Stratasys and Desktop Metal have announced their plans to merge in an all-stock transaction valued at approximately $1.8 billion. The merger will combine Stratasys’ expertise in polymer-based 3D printing with Desktop Metal’s leadership in industrial mass production, creating a formidable additive manufacturing company capable of meeting the evolving needs of manufacturing customers.
The combined entity, expected to generate $1.1 billion in revenue by 2025, aims to capitalize on the significant growth potential in the additive manufacturing market, with a total addressable market projected to exceed $100 billion by 2032.
According to the terms of the agreement, unanimously approved by the Boards of Directors of both companies, Desktop Metal stockholders will receive 0.123 ordinary shares of Stratasys for each share of Desktop Metal Class A common stock. Based on the closing price of a Stratasys ordinary share on May 23, 2023, this values each share of Desktop Metal Class A common stock at approximately $1.88. Following the completion of the transaction, expected in Q4 2023, existing Stratasys shareholders will hold approximately 59% of the combined company, while legacy Desktop Metal stockholders will hold approximately 41% on a fully diluted basis.
Dr. Yoav Zeif, CEO of Stratasys, expressed enthusiasm for the merger, highlighting the complementary strengths of the two companies and the enhanced value they can deliver to shareholders, customers, and employees.
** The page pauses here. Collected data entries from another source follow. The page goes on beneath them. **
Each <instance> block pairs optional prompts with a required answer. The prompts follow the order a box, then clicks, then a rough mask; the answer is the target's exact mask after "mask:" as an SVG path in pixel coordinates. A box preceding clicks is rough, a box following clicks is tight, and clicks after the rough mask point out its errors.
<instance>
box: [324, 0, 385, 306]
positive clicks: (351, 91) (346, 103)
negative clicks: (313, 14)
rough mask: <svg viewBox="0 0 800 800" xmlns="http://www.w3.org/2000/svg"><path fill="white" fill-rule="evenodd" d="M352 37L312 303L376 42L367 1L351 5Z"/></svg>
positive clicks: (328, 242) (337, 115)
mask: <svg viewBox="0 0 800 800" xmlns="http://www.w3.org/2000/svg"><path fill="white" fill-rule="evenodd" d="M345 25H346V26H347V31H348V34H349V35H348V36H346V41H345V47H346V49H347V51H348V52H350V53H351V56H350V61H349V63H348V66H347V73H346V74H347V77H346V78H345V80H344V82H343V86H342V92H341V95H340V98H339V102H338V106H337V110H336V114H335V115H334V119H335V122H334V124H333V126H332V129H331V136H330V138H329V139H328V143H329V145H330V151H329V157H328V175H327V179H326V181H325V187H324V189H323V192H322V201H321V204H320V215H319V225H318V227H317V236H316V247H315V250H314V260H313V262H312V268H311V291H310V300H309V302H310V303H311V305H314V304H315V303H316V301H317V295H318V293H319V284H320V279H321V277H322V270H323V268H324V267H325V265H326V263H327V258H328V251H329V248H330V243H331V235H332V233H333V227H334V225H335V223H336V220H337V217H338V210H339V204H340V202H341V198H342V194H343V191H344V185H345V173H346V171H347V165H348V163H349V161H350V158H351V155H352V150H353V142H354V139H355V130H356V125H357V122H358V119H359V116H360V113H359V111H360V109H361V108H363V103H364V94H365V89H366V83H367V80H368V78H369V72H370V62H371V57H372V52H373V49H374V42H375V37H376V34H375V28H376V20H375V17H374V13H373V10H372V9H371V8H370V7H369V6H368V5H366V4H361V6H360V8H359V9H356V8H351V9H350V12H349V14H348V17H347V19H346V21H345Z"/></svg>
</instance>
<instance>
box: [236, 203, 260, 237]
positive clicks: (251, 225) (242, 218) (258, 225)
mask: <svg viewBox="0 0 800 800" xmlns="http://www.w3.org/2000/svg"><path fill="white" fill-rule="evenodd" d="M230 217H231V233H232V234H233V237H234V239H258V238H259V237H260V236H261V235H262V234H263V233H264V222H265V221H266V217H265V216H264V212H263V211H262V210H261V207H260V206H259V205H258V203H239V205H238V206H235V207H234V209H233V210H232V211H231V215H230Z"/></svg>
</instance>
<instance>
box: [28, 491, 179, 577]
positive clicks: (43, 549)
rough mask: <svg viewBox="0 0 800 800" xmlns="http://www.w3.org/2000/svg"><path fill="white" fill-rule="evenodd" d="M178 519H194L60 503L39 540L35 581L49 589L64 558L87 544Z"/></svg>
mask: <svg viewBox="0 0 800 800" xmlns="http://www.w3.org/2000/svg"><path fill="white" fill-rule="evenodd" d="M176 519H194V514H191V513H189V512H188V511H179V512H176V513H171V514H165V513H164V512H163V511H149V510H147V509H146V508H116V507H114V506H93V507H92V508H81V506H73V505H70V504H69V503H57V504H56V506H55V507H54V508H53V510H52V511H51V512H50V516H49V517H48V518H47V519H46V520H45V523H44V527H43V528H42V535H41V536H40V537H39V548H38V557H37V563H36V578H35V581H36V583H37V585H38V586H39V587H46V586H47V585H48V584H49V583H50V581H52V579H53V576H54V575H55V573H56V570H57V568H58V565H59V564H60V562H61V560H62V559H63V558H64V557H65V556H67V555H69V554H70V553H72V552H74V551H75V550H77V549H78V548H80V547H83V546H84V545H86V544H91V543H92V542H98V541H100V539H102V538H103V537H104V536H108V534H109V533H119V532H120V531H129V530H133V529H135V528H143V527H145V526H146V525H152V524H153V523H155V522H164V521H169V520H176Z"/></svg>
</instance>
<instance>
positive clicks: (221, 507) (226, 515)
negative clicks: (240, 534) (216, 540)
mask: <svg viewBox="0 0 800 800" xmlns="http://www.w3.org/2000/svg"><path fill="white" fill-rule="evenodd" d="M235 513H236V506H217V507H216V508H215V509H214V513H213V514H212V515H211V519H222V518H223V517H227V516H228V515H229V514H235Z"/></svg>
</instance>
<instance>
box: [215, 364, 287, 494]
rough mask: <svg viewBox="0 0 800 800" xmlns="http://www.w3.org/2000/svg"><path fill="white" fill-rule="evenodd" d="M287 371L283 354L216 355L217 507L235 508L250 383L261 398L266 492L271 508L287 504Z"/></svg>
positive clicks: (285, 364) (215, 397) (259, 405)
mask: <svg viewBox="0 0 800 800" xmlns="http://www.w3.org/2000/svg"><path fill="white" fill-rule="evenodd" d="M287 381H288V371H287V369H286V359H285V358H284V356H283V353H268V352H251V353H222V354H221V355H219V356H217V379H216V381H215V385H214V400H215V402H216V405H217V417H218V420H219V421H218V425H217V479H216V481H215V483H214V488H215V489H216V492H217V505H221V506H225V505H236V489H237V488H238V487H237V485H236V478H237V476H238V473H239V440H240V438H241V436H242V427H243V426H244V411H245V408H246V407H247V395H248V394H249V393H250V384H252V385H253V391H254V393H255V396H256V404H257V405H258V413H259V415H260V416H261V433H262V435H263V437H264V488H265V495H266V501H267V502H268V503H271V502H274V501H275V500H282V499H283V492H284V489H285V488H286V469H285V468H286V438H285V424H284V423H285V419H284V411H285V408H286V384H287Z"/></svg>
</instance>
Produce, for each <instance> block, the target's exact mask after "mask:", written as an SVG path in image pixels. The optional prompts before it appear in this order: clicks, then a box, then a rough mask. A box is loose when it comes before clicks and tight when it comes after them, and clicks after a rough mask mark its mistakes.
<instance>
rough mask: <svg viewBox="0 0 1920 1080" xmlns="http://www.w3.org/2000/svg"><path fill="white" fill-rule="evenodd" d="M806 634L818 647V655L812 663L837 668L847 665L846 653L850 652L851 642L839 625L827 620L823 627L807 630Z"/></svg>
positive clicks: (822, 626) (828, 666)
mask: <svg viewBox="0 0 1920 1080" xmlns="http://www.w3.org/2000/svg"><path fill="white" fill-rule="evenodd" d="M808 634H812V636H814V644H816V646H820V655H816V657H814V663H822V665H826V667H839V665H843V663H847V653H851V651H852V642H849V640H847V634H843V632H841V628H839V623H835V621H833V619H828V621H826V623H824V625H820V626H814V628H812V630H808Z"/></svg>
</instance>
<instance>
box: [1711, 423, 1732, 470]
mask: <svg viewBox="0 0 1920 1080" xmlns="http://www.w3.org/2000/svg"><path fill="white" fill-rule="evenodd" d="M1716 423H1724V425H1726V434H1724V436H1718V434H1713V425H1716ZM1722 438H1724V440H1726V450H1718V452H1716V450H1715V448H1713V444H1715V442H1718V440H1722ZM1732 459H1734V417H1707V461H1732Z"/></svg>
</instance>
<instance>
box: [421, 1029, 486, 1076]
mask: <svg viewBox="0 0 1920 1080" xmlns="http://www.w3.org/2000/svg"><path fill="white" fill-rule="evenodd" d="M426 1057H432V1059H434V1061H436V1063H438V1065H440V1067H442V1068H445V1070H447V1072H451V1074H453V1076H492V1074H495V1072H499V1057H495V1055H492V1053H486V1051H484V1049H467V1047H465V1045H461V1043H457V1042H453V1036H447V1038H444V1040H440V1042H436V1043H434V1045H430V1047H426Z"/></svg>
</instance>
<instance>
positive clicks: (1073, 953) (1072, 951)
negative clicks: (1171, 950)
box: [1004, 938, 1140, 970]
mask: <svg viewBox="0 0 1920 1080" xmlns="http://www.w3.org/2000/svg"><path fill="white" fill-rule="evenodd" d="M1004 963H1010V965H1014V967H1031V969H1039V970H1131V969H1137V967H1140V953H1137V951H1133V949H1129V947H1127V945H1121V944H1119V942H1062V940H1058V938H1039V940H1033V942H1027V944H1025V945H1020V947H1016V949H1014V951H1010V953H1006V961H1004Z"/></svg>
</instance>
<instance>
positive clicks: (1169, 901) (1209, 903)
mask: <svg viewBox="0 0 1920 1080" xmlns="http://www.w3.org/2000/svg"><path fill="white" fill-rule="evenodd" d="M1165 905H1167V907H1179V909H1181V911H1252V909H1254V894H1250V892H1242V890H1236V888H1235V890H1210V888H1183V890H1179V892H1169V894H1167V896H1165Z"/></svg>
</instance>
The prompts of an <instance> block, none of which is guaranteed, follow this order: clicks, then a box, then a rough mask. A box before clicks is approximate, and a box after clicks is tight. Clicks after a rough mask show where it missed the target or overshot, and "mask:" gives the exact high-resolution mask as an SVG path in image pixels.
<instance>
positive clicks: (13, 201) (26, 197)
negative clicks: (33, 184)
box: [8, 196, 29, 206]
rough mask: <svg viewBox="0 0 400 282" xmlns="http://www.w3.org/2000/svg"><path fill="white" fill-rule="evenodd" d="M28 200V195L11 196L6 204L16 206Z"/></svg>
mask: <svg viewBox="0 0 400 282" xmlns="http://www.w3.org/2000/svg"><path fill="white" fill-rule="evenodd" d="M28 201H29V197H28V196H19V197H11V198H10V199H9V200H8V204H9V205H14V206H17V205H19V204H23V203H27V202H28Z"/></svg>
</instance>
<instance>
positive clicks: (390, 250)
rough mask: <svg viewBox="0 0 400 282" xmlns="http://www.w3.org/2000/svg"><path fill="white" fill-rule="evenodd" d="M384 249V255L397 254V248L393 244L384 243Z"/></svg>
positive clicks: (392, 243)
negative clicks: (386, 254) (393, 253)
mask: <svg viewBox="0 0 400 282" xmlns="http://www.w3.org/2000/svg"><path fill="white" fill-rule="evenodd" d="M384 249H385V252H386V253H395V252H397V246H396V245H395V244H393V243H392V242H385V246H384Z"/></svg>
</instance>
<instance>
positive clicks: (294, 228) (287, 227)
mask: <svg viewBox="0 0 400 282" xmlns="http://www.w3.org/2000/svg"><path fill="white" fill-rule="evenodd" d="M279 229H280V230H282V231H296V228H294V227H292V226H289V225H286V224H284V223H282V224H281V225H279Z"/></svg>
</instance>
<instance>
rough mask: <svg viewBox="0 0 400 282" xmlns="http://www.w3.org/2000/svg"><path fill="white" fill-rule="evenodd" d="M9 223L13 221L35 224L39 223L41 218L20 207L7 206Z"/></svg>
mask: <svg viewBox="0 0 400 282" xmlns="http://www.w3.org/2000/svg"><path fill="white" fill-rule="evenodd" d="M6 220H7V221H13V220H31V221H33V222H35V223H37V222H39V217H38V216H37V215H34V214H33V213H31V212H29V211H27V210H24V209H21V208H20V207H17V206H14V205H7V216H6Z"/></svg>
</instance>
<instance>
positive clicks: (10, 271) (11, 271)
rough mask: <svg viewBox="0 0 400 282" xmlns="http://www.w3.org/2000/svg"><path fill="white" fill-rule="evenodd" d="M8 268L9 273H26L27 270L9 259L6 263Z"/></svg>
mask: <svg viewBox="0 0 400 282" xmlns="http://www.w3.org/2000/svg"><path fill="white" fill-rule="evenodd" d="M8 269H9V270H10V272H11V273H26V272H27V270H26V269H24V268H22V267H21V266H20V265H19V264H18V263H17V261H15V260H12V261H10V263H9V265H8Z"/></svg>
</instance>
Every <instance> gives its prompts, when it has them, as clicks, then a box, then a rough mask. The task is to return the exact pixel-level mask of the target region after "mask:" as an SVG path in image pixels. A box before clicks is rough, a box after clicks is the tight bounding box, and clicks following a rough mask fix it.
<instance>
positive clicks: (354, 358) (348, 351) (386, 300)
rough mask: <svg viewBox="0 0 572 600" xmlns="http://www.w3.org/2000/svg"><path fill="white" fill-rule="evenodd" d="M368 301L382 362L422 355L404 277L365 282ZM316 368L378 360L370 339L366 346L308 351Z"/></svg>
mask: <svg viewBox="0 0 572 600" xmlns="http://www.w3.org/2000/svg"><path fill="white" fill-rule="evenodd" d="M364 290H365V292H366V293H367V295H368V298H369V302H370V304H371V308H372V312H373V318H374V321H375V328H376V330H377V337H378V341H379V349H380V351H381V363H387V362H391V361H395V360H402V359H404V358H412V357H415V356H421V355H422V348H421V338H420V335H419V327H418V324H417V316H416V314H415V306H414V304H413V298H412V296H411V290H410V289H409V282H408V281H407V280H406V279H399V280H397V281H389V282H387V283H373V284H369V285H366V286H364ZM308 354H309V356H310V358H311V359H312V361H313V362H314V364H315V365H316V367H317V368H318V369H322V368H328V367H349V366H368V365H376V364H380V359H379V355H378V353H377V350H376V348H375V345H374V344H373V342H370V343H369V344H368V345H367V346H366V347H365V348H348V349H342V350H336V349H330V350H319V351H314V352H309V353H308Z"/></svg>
Ric Fulop, Co-founder, Chairman, and CEO of Desktop Metal, emphasized the significance of the merger in propelling the additive manufacturing industry forward, unlocking new possibilities for mass production, and driving long-term sustainable growth.
The merger between Stratasys and Desktop Metal is poised to create a premier global provider of industrial additive manufacturing solutions, with a diversified customer base across industries and applications, and a commitment to ongoing innovation and customer service.